With the end of the school year rolling up, and the ghost of the seniors roaming the halls, the class of 2019 starts to remember their years of schooling. To the new students joining and others leaving, from kindergarten to high school. The high school seniors will walk the stage in a last hurrah from being insecure freshmen to the boastful seniors we are today.
High school was the greatest time I could ever imagine. I met new people who have impacted my life drastically, while slowly finding out the real question, ‘‘ Who am I?’’ My high school career started in a place most people can’t imagine being civilized. The weather is questionable and takes a lot to get used to. The athletics are cared for more than anything else other than grades, and it produces some of the greatest people I have ever met in my life. My freshman year I met a lot of people through my small group, which made it even better. I gained a family on the football field and on the campus. My friends who I consider brothers have had my back in any situation, and still do even when I am out of the state. I played my first two high school years of football on an undefeated team, on which I started as a defensive end the first year moving to a receiver, safety, and punter.
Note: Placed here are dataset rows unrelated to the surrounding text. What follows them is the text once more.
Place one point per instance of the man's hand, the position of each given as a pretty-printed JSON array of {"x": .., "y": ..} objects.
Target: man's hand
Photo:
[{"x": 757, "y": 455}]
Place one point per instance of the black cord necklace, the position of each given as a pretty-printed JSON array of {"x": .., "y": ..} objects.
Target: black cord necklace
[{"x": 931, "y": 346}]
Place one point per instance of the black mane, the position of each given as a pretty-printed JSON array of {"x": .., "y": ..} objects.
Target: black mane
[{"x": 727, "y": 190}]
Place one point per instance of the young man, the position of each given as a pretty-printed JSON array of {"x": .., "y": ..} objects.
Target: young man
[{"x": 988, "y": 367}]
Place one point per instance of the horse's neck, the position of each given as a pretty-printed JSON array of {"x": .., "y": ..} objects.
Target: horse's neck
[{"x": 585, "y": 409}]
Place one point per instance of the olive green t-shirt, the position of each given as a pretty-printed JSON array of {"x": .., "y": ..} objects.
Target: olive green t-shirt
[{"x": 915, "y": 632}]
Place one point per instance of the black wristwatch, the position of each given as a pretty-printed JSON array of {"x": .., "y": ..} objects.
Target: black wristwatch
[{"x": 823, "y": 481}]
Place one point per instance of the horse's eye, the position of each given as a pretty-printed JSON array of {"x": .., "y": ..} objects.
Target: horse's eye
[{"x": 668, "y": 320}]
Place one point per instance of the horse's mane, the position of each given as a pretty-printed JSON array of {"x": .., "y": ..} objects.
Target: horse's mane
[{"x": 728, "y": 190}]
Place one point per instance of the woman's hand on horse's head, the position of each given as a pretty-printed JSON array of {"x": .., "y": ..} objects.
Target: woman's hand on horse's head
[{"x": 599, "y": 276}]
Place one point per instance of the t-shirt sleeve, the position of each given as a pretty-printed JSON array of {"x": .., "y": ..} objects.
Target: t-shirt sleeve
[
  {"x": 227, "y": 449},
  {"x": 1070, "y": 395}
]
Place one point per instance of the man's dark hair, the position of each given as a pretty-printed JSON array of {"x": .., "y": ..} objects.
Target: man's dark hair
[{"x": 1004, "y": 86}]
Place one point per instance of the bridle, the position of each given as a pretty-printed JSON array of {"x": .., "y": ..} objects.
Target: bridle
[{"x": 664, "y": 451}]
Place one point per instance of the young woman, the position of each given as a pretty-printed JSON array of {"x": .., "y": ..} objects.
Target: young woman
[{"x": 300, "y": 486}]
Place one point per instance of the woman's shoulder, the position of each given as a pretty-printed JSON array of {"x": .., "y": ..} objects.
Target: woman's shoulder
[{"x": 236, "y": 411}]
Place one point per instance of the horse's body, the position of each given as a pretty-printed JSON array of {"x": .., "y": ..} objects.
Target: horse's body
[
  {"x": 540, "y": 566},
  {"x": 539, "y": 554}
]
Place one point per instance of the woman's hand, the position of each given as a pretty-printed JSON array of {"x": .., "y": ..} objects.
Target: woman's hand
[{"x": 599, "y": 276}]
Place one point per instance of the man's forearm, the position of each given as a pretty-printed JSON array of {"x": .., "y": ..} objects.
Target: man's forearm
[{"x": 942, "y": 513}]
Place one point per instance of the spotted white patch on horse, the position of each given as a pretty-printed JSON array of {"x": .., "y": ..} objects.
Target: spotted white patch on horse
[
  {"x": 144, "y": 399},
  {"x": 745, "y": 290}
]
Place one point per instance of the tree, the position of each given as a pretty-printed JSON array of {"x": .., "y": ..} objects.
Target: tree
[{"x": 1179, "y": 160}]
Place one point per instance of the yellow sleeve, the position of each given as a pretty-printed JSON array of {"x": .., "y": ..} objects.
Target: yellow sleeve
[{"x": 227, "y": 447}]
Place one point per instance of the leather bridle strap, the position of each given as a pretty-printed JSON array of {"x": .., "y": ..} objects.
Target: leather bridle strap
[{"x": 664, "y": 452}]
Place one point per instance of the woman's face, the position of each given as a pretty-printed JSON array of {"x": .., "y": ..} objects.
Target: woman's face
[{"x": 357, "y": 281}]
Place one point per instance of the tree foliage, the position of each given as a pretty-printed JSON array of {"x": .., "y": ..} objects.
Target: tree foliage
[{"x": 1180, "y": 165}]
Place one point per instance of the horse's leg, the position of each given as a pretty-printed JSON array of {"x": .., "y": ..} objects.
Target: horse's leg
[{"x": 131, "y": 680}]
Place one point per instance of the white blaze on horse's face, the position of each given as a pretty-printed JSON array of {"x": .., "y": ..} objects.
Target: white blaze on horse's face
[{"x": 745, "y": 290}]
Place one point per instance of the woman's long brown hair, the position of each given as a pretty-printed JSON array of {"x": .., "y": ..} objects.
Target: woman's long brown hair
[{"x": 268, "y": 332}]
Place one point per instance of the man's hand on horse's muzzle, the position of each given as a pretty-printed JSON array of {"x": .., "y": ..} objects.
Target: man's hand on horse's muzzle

All of these changes have made me into the person I am today. knowing that you do not have to stay in one place. You can move anywhere and still have a home.
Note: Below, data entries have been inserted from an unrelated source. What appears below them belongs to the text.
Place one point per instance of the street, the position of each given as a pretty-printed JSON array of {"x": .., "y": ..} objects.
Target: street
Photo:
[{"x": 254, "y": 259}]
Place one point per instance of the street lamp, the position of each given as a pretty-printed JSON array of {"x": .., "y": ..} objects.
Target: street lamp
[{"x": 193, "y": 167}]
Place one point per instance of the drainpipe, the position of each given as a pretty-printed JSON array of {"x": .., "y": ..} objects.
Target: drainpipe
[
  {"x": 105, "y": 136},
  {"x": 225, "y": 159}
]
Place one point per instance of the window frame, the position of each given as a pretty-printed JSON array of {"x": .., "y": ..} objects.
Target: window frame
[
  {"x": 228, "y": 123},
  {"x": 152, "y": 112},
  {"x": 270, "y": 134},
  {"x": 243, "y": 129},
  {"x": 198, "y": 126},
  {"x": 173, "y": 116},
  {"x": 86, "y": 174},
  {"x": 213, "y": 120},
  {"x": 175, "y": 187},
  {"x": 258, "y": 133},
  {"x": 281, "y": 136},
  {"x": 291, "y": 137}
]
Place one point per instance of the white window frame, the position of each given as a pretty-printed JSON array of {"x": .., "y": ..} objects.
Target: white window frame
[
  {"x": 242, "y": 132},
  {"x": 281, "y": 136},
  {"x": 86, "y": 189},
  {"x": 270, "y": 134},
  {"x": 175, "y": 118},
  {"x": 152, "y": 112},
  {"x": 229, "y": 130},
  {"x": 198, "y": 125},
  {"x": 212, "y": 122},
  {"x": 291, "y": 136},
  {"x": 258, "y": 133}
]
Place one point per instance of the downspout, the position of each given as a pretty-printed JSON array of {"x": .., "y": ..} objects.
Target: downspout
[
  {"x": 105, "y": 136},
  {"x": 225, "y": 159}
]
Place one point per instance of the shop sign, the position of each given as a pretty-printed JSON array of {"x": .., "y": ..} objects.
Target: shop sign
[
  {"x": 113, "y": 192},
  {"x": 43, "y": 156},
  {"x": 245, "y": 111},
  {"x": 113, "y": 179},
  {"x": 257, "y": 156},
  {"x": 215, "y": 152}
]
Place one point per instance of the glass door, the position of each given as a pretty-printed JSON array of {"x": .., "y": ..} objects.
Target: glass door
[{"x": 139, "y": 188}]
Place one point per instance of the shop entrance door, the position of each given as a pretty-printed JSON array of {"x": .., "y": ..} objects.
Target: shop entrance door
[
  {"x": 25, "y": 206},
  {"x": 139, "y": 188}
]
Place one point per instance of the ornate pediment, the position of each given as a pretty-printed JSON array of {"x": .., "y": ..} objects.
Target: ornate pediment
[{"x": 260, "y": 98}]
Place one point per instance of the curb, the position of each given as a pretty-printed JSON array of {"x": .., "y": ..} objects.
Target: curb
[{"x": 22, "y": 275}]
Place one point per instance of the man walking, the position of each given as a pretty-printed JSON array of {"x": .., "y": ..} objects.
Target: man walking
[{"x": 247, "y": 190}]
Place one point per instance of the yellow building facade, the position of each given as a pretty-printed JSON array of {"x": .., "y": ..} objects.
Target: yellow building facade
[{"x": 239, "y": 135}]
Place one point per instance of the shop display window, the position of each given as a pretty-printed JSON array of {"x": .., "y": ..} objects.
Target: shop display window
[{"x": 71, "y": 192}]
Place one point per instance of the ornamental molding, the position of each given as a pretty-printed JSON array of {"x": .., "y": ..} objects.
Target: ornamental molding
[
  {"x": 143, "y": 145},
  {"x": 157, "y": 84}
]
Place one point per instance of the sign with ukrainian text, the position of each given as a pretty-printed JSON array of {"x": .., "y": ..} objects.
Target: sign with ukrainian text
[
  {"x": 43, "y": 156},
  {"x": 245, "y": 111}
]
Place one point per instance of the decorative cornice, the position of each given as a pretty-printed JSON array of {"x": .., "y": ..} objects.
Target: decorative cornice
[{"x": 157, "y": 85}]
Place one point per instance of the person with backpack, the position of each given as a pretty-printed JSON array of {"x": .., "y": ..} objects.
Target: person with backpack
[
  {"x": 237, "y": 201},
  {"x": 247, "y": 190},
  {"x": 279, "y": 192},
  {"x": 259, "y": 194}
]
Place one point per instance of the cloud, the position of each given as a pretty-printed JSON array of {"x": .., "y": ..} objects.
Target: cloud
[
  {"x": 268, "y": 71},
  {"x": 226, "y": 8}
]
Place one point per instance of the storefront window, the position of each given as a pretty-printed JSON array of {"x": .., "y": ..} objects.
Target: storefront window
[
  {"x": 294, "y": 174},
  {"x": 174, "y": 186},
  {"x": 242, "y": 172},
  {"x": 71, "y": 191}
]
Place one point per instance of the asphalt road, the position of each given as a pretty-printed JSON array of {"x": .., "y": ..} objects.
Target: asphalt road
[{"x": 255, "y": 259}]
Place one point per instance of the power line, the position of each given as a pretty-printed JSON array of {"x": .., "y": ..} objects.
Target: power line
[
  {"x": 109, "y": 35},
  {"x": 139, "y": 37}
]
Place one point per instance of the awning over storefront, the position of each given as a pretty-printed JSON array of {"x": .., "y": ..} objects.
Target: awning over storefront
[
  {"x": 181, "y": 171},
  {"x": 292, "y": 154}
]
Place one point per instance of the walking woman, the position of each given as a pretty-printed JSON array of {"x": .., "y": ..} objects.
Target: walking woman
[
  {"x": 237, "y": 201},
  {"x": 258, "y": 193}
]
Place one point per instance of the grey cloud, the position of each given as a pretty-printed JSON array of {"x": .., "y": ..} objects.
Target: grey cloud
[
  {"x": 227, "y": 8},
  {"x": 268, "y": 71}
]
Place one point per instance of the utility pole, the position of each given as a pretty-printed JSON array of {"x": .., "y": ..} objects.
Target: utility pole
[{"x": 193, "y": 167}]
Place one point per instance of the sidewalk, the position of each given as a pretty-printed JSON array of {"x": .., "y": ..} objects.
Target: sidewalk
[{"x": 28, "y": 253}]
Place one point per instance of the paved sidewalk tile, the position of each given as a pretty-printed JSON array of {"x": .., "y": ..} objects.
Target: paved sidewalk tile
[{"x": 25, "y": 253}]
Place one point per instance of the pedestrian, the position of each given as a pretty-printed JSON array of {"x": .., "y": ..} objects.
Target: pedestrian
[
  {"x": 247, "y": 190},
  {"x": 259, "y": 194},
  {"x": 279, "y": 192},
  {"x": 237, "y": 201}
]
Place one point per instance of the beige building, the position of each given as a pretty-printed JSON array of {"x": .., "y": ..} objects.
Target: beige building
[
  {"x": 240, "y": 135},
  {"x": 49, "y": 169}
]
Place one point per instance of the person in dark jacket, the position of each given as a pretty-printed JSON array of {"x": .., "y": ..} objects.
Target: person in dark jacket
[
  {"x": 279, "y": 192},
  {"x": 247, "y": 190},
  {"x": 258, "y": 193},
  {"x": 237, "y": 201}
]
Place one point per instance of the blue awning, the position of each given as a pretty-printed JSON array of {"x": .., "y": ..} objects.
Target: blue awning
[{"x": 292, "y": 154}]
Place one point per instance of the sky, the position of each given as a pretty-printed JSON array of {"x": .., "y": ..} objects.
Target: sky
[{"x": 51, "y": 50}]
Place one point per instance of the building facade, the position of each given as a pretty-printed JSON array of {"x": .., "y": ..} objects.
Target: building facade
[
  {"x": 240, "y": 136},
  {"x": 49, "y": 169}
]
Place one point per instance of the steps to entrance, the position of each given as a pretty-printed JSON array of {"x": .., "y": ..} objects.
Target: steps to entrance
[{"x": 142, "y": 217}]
Then I moved. Moving was the hardest part of my high school career. I did not know anyone, and I did not know where to place myself in the different groups. The first week I did not talk to others much; I just stayed to myself. Until I got into the football program.
Joining football in Shawano got me into the loop with other students who had the same interests as me and allowed me to grow in reputation within the school. As I was finding more people, something did not feel right. So I started to look for other groups to talk to and hang out with, until I found myself talking to many different types of students. After I became accustomed to how Shawano works, I became a little more open and started to share my past and how different my life was to how people live theirs here.
Even though I found my home and placement in Shawano, I was still missing something. When I looked at my actions more in depth, I found what I was missing. Because I had the choice of moving, I knew once I got here that this is not what I really wanted. I looked at my life before and what I had to now, and everything went back to the same thing. I don’t have the same connection with people here that I had in Texas. The sports were better, and the friends I used to have, I don’t anymore. Yes, I keep in touch with everyone, but slowly I have fallen into a hole where I am trying to stay in the loop with my friends back home and with the students here.
Shawano has brought me many joys, but it is not the same to what I am used to. The people here have known each other for years and will not accept me the way they accept each other. I grew up in a certain group, and I can’t connect with others the same as I did with them, and that has been the hardest part of my high school career.
Even though this is how I feel, I know after high school all my friends I had, I won’t talk to much at all, and my new family will come from the Navy. I will go on from this creating a new bond with them that will be different than any other. I feel hopeful about my life and where it will take me after high school.